'THE TERROR OF THE LORD'
Knowing.... the terror of the Lord, we persuade men (2
Corinthians v. 11.)
'The Lord is known by the judgment which He executeth,' (Psalm ix.
16.)
The majesty of God's law can be measured only by the terrors of His
judgments. God is rich in mercy, but He is equally terrible in
wrath. So high as is His mercy, so deep is His wrath. Mercy and
wrath are set over against each other as are the high mountains and
the deep seas. They match each other as do day and night, as do
winter and summer, or right and left, or top and bottom. If we do
not accept mercy, we shall surely be overtaken by wrath.

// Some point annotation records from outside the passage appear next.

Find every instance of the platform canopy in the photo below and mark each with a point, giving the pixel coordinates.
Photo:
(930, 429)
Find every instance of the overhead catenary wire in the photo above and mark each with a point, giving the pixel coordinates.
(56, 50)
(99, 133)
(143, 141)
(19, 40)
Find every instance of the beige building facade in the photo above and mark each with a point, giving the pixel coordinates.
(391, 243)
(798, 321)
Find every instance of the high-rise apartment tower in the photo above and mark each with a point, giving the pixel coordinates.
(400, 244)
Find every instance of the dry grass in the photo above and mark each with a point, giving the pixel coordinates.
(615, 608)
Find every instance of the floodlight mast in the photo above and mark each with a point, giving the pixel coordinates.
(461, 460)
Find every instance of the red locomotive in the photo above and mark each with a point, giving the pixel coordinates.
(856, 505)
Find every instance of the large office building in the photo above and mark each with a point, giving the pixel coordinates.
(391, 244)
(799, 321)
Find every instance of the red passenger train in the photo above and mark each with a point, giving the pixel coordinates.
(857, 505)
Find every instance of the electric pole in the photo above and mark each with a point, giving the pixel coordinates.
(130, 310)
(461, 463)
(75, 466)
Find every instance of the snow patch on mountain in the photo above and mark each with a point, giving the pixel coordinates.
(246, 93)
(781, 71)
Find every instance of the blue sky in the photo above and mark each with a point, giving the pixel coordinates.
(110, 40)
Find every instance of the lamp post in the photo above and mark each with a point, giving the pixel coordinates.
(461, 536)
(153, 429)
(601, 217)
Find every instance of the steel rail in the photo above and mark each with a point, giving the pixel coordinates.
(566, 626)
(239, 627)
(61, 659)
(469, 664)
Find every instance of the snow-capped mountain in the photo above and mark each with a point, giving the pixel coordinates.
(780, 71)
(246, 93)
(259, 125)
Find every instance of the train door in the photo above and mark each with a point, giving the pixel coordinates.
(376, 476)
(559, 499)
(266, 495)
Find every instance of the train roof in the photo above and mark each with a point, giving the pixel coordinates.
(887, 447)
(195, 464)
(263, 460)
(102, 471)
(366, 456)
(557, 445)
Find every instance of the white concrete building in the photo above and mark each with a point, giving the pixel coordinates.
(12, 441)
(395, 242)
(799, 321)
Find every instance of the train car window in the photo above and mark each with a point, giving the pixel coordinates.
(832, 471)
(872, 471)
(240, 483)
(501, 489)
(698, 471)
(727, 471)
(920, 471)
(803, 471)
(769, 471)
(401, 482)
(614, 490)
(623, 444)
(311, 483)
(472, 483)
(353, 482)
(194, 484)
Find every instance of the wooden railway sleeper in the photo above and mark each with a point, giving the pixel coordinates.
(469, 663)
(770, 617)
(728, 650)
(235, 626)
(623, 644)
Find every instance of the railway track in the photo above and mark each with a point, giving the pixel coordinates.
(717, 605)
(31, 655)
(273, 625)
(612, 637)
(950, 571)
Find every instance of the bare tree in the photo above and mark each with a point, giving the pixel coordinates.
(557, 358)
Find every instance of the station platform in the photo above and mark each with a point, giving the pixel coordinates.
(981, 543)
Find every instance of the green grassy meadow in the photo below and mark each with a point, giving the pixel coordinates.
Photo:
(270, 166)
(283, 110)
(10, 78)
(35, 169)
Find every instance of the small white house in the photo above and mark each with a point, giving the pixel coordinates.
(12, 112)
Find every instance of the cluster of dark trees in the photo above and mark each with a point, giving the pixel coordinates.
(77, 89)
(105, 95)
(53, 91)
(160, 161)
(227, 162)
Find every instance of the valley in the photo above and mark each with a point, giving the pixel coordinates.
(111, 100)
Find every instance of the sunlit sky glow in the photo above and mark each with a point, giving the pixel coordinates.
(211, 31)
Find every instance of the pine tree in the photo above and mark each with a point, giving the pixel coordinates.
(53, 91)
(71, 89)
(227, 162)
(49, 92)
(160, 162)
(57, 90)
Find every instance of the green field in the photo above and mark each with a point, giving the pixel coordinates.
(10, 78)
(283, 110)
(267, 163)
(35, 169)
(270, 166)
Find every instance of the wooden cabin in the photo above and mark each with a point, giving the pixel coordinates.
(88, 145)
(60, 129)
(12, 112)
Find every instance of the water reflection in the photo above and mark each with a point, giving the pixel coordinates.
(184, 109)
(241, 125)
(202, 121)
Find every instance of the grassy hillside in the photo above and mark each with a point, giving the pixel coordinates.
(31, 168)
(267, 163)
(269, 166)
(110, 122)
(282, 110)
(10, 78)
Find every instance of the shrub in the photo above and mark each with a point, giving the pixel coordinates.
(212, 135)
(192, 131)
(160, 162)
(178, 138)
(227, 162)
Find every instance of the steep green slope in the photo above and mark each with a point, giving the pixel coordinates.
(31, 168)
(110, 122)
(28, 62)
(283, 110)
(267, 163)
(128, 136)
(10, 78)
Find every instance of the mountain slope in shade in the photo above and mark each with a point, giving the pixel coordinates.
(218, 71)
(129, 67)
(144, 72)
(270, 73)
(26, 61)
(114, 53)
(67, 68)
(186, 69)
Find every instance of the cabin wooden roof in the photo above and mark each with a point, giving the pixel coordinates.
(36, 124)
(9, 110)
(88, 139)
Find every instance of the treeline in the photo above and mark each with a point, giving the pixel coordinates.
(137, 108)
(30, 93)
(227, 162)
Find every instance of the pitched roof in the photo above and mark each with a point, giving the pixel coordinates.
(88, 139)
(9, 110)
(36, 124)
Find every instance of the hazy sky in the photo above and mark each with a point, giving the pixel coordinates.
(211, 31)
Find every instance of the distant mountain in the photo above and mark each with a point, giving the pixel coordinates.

God's law cannot be broken with impunity. 'The soul that sinneth, it
shall die.' We can no more avoid the judgment of God's violated law
than we can avoid casting a shadow when we stand in the light of the
sun, or than we can avoid being burned if we thrust our hand in the
fire. Judgment follows wrong-doing as night follows day.
This truth should be preached and declared continually and
everywhere. It should not be preached harshly, as though we were
glad of it; nor thoughtlessly, as though we had learned it as a
parrot might learn it; nor lightly, as though it were really of no
importance; but it should be preached soberly, earnestly, tearfully,
intelligently, as a solemn, certain, awful fact to be reckoned with
in everything we think and say and do.
The terrible judgments of God against the Canaanites were but
flashes of His wrath against their terrible sins. People with
superfine sensibilities mock at what they consider the barbarous
ferocity of God's commands against the inhabitants of Canaan, but
let such people read the catalogue of the Canaanites' sins as
recorded in the eighteenth chapter of Leviticus (verses 6-25), and
they will then understand why God's anger waxed so hot. The
Canaanites practiced the most shameless and inconceivable
wickedness, until, as God says, 'the land itself vomiteth out her
inhabitants.'
'Fools make a mock of sin ' wrote Solomon (Proverbs xiv. 9), and
professedly wise men still lead simple souls astray as the serpent
beguiled Eve, saying, 'Ye shall not surely die.' (Genesis iii. 4.)
But men who understand the unchangeable holiness of God's character
and law tremble and fear before Him at the thought of sin. They know
that He is to be feared; 'the terror of the Lord' is before them.
And this is not inconsistent with the perfect love that casteth out
fear. Rather it is inseparably joined with that love, and the man
who is most fully possessed of that love is the one who fears most
-- with that reverential fear that leads him to depart from sin. For
he who is exalted to the greatest heights of divine love and
fellowship in Jesus Christ sees most plainly the awful depths of the
divine wrath against sin and the bottomless pit to which sinners out
of Christ are hastening.
This vision and sense of the exceeding sinfulness of sin and of
God's wrath against wickedness begets not a panicky, slavish fear
that makes a man hide from God, as Adam and Eve hid among the trees
of Eden, but a holy, filial fear that leads the soul to come out
into the open and run to God to seek shelter in His arms, and to be
washed in the Blood of 'the Lamb of God, which taketh away the sin
of the world.'
Lo! on a narrow neck of land, 'Twixt two unbounded seas I stand, Yet
how insensible! A point of time, a moment's space, Removes me to
that heavenly place, Or shuts me up in Hell!
Before me place in dread array The scenes of that tremendous day,
When Thou with clouds shalt come To judge the people at Thy bar; And
tell me, Lord, shall I be there To hear Thee say, 'Well done!
Be this my one great business here, With holy joy and holy fear, To
make my calling sure; Thine utmost counsel to fulfill, To suffer all
Thy righteous will, And to the end endure.